Algorithms in the London Market, in some form or other, are not new. What is perhaps new is their application and deployment in an ever changing and developing marketplace. In this environment, the London market is striving to modernise and shape itself to realise the benefits of algorithmic adoption and the improved intelligence lead decision-making and the commercial execution that comes as a result.

This pathway of merging mind and technology in the London Market is perhaps some considerable way behind the rest of society and is still some way off from realising the full potential and mutual benefits of such co-existence – but it is happening. We are seeing technology utilised in a variety of ways to face up to the challenges presented and to leverage and create opportunities for such relationships to come into being. This will only accelerate at an ever-increasing pace.

It will be down to the ‘market’ and the many different organisations operating in it to deliver the environment in which such co-operation between humans and technology can co-exist.
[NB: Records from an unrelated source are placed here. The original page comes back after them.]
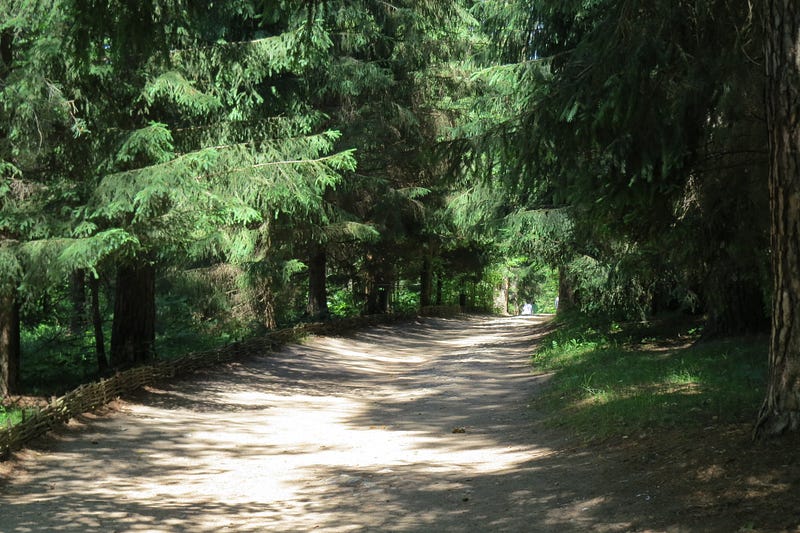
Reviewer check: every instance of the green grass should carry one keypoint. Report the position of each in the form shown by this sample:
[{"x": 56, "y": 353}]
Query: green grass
[
  {"x": 13, "y": 415},
  {"x": 611, "y": 380}
]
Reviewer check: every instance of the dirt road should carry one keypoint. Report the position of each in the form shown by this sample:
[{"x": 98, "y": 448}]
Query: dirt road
[{"x": 416, "y": 427}]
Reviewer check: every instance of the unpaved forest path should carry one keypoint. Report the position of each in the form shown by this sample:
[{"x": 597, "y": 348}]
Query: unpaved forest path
[{"x": 415, "y": 427}]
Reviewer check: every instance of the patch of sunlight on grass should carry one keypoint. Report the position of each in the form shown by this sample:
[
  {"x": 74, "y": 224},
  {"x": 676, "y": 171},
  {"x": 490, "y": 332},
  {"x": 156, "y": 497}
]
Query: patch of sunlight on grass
[{"x": 601, "y": 388}]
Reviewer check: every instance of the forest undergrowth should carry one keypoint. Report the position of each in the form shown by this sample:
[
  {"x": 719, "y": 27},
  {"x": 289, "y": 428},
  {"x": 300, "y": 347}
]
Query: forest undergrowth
[{"x": 612, "y": 379}]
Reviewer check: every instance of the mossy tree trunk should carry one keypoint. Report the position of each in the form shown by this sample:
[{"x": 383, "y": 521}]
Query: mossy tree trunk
[
  {"x": 426, "y": 281},
  {"x": 133, "y": 331},
  {"x": 317, "y": 306},
  {"x": 97, "y": 324},
  {"x": 9, "y": 344},
  {"x": 781, "y": 409}
]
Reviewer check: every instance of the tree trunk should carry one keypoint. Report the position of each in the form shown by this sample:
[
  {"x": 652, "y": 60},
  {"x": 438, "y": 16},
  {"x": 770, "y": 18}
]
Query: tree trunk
[
  {"x": 781, "y": 409},
  {"x": 9, "y": 345},
  {"x": 317, "y": 285},
  {"x": 735, "y": 307},
  {"x": 133, "y": 331},
  {"x": 97, "y": 324},
  {"x": 425, "y": 282},
  {"x": 501, "y": 296},
  {"x": 78, "y": 296},
  {"x": 268, "y": 306},
  {"x": 566, "y": 293}
]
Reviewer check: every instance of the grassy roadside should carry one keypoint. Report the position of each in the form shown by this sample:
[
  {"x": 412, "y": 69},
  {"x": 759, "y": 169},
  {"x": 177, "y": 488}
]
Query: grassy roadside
[{"x": 614, "y": 380}]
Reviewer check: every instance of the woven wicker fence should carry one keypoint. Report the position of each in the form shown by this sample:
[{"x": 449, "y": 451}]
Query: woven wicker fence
[{"x": 92, "y": 396}]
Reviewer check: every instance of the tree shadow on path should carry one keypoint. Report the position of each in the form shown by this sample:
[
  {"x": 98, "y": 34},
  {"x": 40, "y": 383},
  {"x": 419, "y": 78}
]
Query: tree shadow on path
[{"x": 424, "y": 426}]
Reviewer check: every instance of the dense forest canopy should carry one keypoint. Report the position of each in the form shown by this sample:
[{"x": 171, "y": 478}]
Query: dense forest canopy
[{"x": 223, "y": 167}]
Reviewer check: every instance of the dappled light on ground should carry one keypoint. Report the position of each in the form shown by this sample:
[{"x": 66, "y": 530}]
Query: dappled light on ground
[{"x": 419, "y": 427}]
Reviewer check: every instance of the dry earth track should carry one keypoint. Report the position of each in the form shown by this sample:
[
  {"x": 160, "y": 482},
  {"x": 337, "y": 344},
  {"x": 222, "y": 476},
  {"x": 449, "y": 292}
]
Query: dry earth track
[{"x": 425, "y": 426}]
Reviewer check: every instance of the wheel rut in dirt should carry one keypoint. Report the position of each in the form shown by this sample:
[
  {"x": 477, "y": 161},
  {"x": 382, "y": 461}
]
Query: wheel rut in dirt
[{"x": 417, "y": 427}]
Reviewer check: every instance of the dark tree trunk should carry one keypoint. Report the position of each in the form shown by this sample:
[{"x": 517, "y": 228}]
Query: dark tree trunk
[
  {"x": 425, "y": 282},
  {"x": 77, "y": 321},
  {"x": 734, "y": 308},
  {"x": 97, "y": 324},
  {"x": 268, "y": 305},
  {"x": 317, "y": 286},
  {"x": 781, "y": 409},
  {"x": 378, "y": 280},
  {"x": 9, "y": 345},
  {"x": 133, "y": 331},
  {"x": 566, "y": 293}
]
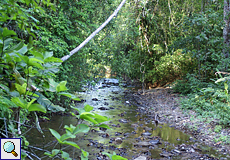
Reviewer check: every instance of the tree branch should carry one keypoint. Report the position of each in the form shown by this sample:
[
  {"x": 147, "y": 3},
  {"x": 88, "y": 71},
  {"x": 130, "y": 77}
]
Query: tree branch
[{"x": 94, "y": 33}]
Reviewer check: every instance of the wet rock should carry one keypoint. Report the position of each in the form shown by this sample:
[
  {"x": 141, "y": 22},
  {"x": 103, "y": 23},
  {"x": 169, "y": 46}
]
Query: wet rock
[
  {"x": 118, "y": 140},
  {"x": 134, "y": 125},
  {"x": 103, "y": 129},
  {"x": 95, "y": 99},
  {"x": 126, "y": 134},
  {"x": 140, "y": 158},
  {"x": 155, "y": 142},
  {"x": 118, "y": 133},
  {"x": 146, "y": 134},
  {"x": 105, "y": 135},
  {"x": 113, "y": 82},
  {"x": 143, "y": 144},
  {"x": 148, "y": 129},
  {"x": 123, "y": 120},
  {"x": 81, "y": 101},
  {"x": 166, "y": 154},
  {"x": 103, "y": 108},
  {"x": 121, "y": 115}
]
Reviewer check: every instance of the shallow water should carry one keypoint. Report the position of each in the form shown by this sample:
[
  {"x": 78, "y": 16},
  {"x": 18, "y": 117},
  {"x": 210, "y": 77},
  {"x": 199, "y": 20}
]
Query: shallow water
[{"x": 114, "y": 97}]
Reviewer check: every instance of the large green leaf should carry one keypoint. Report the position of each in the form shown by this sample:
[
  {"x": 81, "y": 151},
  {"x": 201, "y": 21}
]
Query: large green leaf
[
  {"x": 29, "y": 104},
  {"x": 116, "y": 157},
  {"x": 42, "y": 100},
  {"x": 81, "y": 128},
  {"x": 53, "y": 59},
  {"x": 61, "y": 86},
  {"x": 69, "y": 95},
  {"x": 88, "y": 108},
  {"x": 37, "y": 123},
  {"x": 21, "y": 88},
  {"x": 71, "y": 144},
  {"x": 100, "y": 118},
  {"x": 52, "y": 85},
  {"x": 7, "y": 43},
  {"x": 104, "y": 126},
  {"x": 84, "y": 155},
  {"x": 55, "y": 134},
  {"x": 19, "y": 102},
  {"x": 67, "y": 135},
  {"x": 37, "y": 107},
  {"x": 87, "y": 118},
  {"x": 7, "y": 32},
  {"x": 70, "y": 128}
]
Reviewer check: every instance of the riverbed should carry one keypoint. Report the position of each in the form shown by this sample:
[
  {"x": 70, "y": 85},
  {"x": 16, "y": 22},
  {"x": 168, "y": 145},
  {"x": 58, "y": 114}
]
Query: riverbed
[{"x": 135, "y": 132}]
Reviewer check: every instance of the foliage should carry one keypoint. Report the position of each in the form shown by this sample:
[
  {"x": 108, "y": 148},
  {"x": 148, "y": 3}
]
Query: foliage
[
  {"x": 189, "y": 84},
  {"x": 28, "y": 73},
  {"x": 212, "y": 101},
  {"x": 72, "y": 131}
]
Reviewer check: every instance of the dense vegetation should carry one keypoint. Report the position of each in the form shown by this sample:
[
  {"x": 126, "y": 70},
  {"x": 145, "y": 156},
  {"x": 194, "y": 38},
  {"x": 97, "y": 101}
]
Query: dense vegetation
[{"x": 155, "y": 42}]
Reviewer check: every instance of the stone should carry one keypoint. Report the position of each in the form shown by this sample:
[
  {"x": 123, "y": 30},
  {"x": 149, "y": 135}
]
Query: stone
[
  {"x": 118, "y": 140},
  {"x": 140, "y": 158},
  {"x": 146, "y": 134}
]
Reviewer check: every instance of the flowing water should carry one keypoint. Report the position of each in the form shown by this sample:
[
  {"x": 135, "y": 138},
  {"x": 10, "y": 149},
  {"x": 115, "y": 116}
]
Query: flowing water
[{"x": 126, "y": 123}]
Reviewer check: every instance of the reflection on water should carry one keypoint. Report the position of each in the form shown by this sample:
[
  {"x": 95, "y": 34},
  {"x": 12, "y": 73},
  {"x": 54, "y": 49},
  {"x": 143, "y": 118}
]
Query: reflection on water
[{"x": 113, "y": 96}]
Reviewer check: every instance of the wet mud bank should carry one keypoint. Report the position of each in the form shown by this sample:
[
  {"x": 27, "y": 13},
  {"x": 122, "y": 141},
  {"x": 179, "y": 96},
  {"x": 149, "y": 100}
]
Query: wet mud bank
[
  {"x": 142, "y": 127},
  {"x": 162, "y": 106}
]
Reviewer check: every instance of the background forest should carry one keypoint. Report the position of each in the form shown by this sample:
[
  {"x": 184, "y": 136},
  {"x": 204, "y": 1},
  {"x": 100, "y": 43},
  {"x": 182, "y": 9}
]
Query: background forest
[{"x": 179, "y": 43}]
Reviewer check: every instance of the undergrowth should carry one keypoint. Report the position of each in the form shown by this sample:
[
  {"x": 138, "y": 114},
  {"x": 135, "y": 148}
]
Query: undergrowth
[{"x": 210, "y": 100}]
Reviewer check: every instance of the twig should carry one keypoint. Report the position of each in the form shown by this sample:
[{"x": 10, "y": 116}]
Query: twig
[{"x": 5, "y": 127}]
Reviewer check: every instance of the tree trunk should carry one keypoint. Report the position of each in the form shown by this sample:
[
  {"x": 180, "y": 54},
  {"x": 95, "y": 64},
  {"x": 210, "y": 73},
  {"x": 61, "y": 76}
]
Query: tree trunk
[
  {"x": 94, "y": 33},
  {"x": 226, "y": 32},
  {"x": 226, "y": 28}
]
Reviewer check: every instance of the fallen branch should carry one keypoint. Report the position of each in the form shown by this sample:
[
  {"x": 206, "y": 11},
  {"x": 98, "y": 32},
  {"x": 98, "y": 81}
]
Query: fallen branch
[{"x": 94, "y": 33}]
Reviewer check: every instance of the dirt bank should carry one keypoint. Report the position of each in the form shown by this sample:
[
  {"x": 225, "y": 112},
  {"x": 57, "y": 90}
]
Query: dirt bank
[{"x": 163, "y": 106}]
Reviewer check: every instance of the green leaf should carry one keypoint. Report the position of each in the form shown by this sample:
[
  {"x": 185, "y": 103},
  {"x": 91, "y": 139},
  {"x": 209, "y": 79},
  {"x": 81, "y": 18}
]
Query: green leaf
[
  {"x": 24, "y": 58},
  {"x": 21, "y": 88},
  {"x": 55, "y": 152},
  {"x": 37, "y": 123},
  {"x": 88, "y": 108},
  {"x": 15, "y": 47},
  {"x": 7, "y": 32},
  {"x": 52, "y": 85},
  {"x": 81, "y": 128},
  {"x": 104, "y": 126},
  {"x": 23, "y": 50},
  {"x": 65, "y": 155},
  {"x": 53, "y": 59},
  {"x": 108, "y": 154},
  {"x": 37, "y": 107},
  {"x": 69, "y": 95},
  {"x": 61, "y": 86},
  {"x": 100, "y": 118},
  {"x": 87, "y": 118},
  {"x": 29, "y": 104},
  {"x": 55, "y": 134},
  {"x": 222, "y": 79},
  {"x": 67, "y": 136},
  {"x": 70, "y": 128},
  {"x": 84, "y": 155},
  {"x": 71, "y": 144},
  {"x": 19, "y": 102},
  {"x": 7, "y": 43},
  {"x": 116, "y": 157}
]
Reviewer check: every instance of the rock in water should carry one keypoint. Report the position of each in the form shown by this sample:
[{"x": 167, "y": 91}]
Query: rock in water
[
  {"x": 140, "y": 158},
  {"x": 146, "y": 134},
  {"x": 118, "y": 140}
]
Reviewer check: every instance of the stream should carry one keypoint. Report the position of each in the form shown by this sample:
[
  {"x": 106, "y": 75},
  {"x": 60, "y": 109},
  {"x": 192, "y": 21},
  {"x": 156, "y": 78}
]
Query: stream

If we achieve such an environment, it will benefit all who operate in it as well as the global market and buyers of the products and services that emanate from it.

Each component part of the ecosystem that is being built will need to understand what part it plays in the delivery of ‘the process’ and provide the relevant data which will support the ‘collective algorithms’ that are required in order for it to work. Algorithms do not work in vacuums, whether they are organic, or silicon based, they require information upon which to apply the logic that drives them. In our market parlance this is really all about data and without correlated data, structured, coherent and actionable data, processes fail and we move nowhere really. Or, at the very least, fundamental market processes become paralysed and friction heavy through not being able to efficiently use and access its services; the very place we are coming from and attempting to remedy.

Everyone should be encouraged and motivated by innovation and adventurous in their thinking in this regard. Embrace change but not blindly; engage technology transformation but not wildly or thinking that it will fix all woes and challenges the market faces. Finally, deliver change with pragmatism and with a handle on reality for what can be achieved, given the context within which we are working. These are incredibly exciting times and we are only really at the very start of this part of the journey.

The future is algorithms – the future is collaborative, and it is now.